Ahora sabemos que el Papa Francisco llamó este verano a un joven herido de muerte por dentro y comulgó con la sangre de su dolor. Al parecer, un grupo de malparidos vestidos de clerygman desgarraron la infancia y la juventud del entonces pequeño, profanando cruelmente su cuerpo y sus sueños. Luego, revestidos de integrismo y de defensores de la fe, seguían dando lecciones de moral y presumiendo de ser los elegidos de Cristo para representarle en la Tierra.
Lo de los abusos a menores por parte de clérigos es un naufragio de la verdad tan siniestro que resulta lógico que irrumpan las tinieblas y nos envuelvan los nubarrones cada vez que una noticia de este tipo arrasa la calma en la que navega la Iglesia.
A la gente le da igual que la inmensa mayoría de los sacerdotes seamos los primeros en vomitar por estas canalladas. Y tampoco le importa saber que no somos, ni de lejos, el colectivo con más representantes marcados por esta costra (no voy a decir cuál es para que nadie piense que tiro balones fuera, pero se sorprenderían).
Lo que produce arcadas a creyentes y no creyentes es que se junten el nombre de Cristo y la verdad de su Reino con tamañas monstruosidades. Y también que haya quien les esconde, les ampare, les disculpe o les proteja. Cero tolerancia, es la consigna de la Iglesia y nadie tiene derecho a saltársela, nos ha recordado el Papa. Nadie. Traigo todo esto a la memoria en el domingo de Cristo, Rey del Universo. Callar casi significaría consentir por parte de quienes tenemos la oportunidad de gritar en los medios. Y más aún si quien escribe lo hace por encargo de la Iglesia, que es la primera interesada en sacar de sus ratoneras a los culpables y en postrarse ante el dolor de quien ha sido despedazado. Es la fe en Cristo, principio y fin del universo hermoso que pisamos, la que nos despierta de la indolencia y nos empuja a defender al desvalido.

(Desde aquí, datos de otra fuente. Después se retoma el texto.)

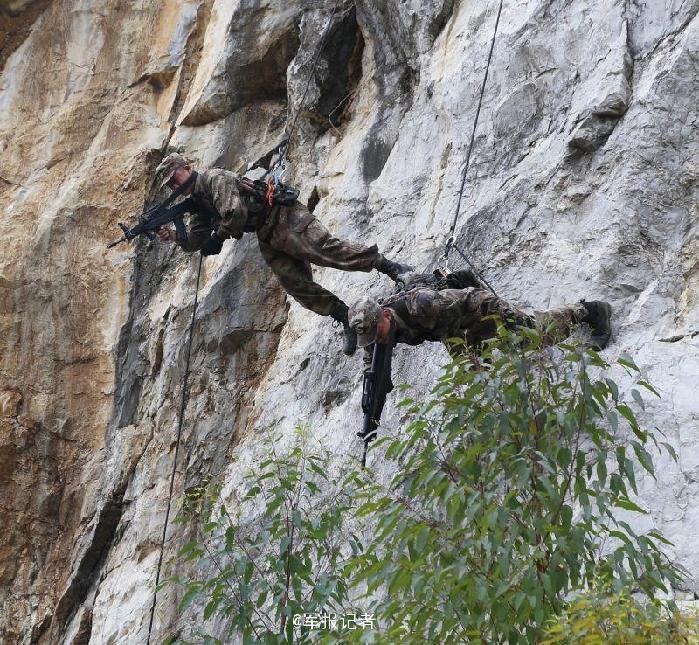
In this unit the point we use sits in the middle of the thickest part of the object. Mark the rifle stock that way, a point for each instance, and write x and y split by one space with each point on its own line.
377 385
158 215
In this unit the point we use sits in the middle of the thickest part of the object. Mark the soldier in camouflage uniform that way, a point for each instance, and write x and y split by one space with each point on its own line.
290 237
436 314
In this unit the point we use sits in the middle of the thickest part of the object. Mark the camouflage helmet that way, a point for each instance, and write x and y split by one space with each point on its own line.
168 166
364 316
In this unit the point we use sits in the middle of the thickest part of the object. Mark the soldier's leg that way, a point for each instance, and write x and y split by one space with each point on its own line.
560 322
475 314
300 234
296 277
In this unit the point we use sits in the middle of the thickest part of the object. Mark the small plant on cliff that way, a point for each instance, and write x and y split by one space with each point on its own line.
512 489
276 554
508 488
616 618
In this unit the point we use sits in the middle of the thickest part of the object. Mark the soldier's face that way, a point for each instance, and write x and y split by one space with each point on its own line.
180 176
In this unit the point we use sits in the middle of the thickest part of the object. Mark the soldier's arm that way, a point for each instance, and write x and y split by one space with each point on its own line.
226 198
367 357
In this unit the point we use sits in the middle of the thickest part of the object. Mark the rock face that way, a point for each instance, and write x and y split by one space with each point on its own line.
582 183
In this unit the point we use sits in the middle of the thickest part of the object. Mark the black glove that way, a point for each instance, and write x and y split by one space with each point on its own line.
212 246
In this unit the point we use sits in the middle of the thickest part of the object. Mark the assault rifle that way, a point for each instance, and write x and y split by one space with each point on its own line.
377 384
159 215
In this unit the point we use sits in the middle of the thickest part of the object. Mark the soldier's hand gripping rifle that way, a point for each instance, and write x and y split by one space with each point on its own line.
377 384
159 215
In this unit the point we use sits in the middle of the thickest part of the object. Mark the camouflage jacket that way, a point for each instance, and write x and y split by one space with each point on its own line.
220 208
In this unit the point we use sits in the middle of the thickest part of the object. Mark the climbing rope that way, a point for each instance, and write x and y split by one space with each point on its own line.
180 422
450 241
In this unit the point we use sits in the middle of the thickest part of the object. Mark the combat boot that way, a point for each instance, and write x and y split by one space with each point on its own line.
392 269
599 318
339 314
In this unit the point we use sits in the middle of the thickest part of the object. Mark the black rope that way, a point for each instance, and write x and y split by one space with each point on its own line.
311 76
180 422
450 241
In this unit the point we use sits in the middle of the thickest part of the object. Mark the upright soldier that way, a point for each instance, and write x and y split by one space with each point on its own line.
430 314
290 237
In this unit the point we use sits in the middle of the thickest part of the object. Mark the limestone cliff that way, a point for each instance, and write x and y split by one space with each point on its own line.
582 184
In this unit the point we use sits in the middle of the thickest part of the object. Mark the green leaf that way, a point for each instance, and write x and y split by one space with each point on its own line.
627 504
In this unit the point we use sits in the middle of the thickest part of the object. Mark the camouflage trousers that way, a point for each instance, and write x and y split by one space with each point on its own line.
480 312
293 241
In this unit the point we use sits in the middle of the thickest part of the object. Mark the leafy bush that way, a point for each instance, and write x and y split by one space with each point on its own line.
508 482
603 617
510 485
270 566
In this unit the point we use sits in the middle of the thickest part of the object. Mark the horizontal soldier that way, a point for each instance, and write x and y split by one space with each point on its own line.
291 238
429 314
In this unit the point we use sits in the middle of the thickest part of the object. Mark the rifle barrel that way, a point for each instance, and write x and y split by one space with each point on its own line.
115 242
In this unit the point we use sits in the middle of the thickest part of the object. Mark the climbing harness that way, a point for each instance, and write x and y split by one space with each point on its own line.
180 422
451 240
270 191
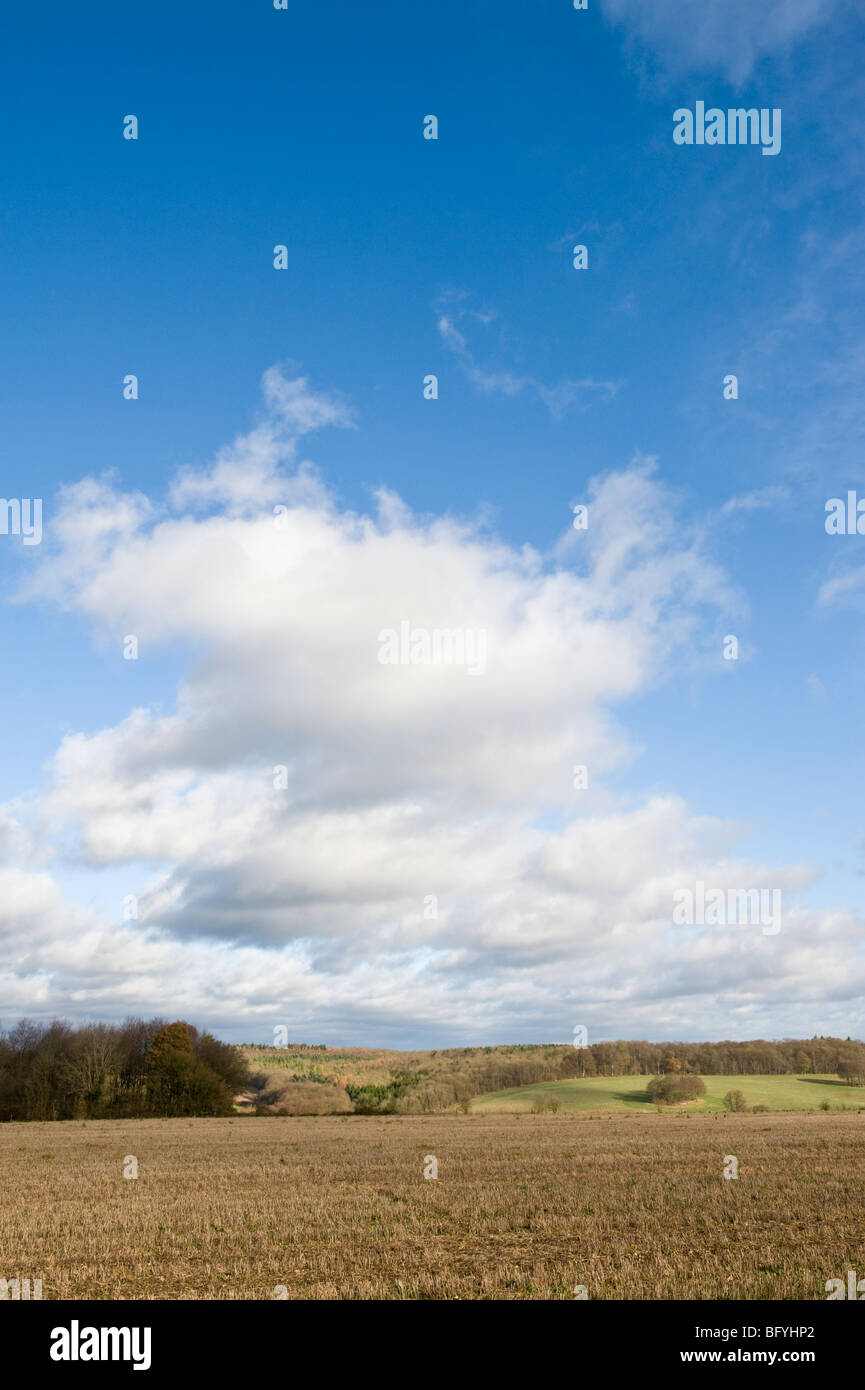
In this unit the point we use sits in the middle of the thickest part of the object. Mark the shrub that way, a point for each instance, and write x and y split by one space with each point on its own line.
736 1102
672 1089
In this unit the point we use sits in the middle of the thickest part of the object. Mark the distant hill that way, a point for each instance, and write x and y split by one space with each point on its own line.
306 1079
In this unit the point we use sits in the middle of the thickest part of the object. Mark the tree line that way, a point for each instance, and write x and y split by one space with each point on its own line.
100 1070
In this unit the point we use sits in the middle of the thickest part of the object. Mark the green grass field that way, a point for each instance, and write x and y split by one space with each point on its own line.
618 1094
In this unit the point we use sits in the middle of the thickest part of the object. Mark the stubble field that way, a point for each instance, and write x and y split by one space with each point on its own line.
524 1207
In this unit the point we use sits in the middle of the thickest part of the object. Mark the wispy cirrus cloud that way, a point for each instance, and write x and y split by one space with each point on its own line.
559 398
716 35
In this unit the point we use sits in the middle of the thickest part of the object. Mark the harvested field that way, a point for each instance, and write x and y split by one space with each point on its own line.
524 1207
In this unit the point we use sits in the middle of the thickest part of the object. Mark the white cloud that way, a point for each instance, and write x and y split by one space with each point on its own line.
403 784
559 398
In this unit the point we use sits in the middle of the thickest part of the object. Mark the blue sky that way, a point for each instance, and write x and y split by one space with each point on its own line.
406 257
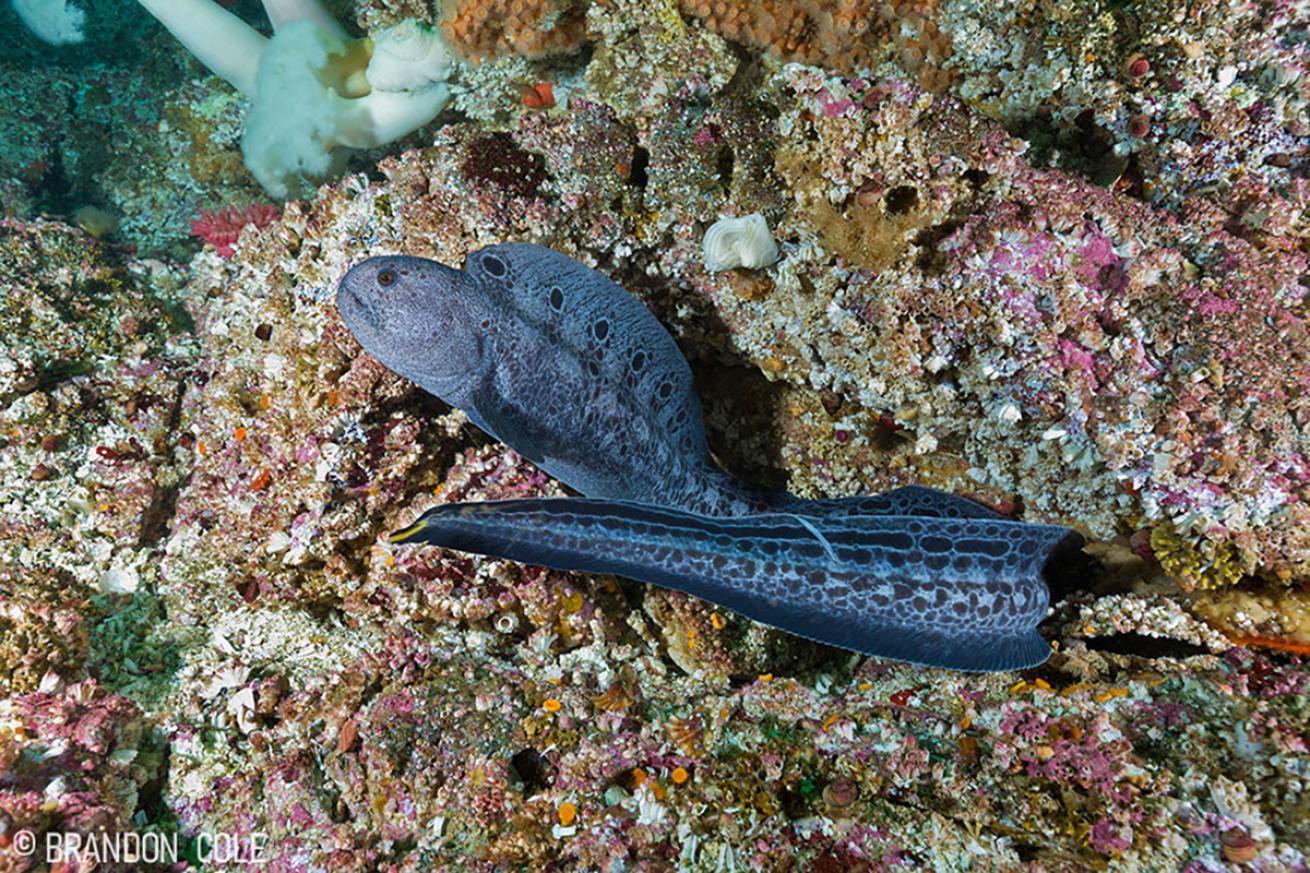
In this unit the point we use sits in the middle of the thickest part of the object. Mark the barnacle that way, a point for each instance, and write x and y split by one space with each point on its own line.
842 34
485 28
1197 562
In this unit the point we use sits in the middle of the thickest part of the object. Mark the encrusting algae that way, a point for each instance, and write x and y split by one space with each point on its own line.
1068 319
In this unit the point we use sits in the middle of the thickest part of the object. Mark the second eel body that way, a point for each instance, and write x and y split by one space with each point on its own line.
566 367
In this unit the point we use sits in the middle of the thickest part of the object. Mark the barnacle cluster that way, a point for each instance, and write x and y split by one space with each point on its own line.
486 28
1196 561
839 34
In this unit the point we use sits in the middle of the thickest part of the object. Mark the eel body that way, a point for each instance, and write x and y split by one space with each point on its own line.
566 367
951 593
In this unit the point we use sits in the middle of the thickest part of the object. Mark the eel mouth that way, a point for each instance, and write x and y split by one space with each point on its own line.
354 307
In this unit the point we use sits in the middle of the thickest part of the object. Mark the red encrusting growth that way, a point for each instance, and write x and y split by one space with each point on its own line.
222 228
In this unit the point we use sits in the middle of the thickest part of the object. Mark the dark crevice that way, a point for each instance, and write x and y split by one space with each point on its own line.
1142 646
157 519
641 161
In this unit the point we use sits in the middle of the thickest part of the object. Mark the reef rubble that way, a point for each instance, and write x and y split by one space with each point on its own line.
991 279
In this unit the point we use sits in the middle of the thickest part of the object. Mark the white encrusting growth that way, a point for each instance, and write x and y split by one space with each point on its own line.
739 241
408 57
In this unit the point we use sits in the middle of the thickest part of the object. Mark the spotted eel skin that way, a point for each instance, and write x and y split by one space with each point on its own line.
577 375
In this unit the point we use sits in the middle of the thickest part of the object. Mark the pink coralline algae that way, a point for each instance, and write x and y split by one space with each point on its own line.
222 228
74 760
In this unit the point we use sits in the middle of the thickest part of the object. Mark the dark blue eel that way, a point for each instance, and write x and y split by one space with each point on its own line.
577 375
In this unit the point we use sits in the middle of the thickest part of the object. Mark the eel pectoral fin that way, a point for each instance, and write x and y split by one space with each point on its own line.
951 593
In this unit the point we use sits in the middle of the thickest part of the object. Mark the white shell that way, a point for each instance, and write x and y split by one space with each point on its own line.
743 241
408 57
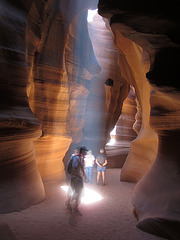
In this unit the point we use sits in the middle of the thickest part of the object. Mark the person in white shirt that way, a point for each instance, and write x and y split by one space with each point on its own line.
89 163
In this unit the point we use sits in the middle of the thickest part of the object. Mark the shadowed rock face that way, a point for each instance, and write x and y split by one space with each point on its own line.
155 28
53 95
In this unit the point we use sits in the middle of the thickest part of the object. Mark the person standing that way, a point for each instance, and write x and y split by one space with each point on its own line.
101 161
89 163
75 169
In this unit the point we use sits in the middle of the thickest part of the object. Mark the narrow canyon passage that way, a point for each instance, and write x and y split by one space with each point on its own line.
108 219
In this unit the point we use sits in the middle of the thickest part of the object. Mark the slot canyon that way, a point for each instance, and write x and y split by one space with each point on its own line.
66 82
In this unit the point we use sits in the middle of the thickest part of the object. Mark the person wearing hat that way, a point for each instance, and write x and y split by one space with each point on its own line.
101 161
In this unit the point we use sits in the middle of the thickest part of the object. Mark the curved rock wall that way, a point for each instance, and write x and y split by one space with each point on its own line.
53 92
156 30
134 63
20 182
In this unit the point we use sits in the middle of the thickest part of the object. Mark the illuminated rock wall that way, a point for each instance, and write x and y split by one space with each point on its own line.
155 28
53 94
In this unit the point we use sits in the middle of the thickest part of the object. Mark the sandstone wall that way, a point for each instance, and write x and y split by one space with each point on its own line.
53 95
155 28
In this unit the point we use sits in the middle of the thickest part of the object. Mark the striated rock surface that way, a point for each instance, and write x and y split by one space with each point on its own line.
118 147
134 63
155 28
20 181
53 93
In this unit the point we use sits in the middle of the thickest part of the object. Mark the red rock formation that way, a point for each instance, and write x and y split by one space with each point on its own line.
155 28
118 150
20 182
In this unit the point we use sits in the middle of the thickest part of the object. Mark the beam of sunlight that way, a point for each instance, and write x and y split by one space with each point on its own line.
112 135
91 14
88 196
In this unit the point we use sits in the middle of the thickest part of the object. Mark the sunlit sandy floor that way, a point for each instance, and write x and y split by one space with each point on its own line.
106 219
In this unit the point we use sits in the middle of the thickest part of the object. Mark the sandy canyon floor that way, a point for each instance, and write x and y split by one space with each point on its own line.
108 219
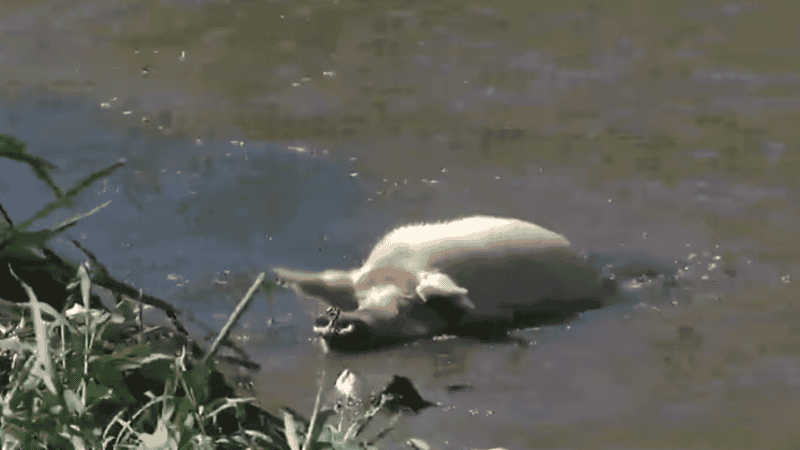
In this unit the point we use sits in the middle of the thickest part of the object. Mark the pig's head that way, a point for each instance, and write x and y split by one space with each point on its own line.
379 311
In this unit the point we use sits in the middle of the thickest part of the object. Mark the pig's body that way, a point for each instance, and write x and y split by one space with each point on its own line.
476 277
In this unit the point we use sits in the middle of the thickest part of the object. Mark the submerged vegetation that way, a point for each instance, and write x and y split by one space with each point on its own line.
75 373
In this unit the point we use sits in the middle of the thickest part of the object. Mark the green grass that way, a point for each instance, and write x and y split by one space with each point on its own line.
77 374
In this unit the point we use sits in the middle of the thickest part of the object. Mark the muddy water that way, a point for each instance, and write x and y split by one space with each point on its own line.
266 133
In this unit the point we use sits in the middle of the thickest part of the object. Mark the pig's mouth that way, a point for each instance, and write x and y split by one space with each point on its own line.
352 335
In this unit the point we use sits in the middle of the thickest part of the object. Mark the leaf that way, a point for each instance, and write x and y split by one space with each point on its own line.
74 402
16 150
290 429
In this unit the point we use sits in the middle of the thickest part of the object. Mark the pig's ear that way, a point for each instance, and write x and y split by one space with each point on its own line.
432 284
331 286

“Vendaré a las heridas; curaré a las enfermas: a las gordas y fuertes las guardaré y las apacentaré como es debido”. En un lenguaje rural, propio del momento y el espacio en el que fue escrito, Ezequiel, el profeta, hace desfilar un rebaño de ovejas camino del consuelo de Dios. Huyendo de un día de oscuridad y nubarrones. Es una metáfora del mundo: la penumbra y la tormenta cesarán, no tienen la última palabra sobre los hombres. Es Dios mismo, sus entrañas de misericordia, el verdadero puerto donde anclarán todas las historias humanas. Dios es nuestro futuro, dice hoy la liturgia. Por eso, Cristo. Para eso, la Iglesia.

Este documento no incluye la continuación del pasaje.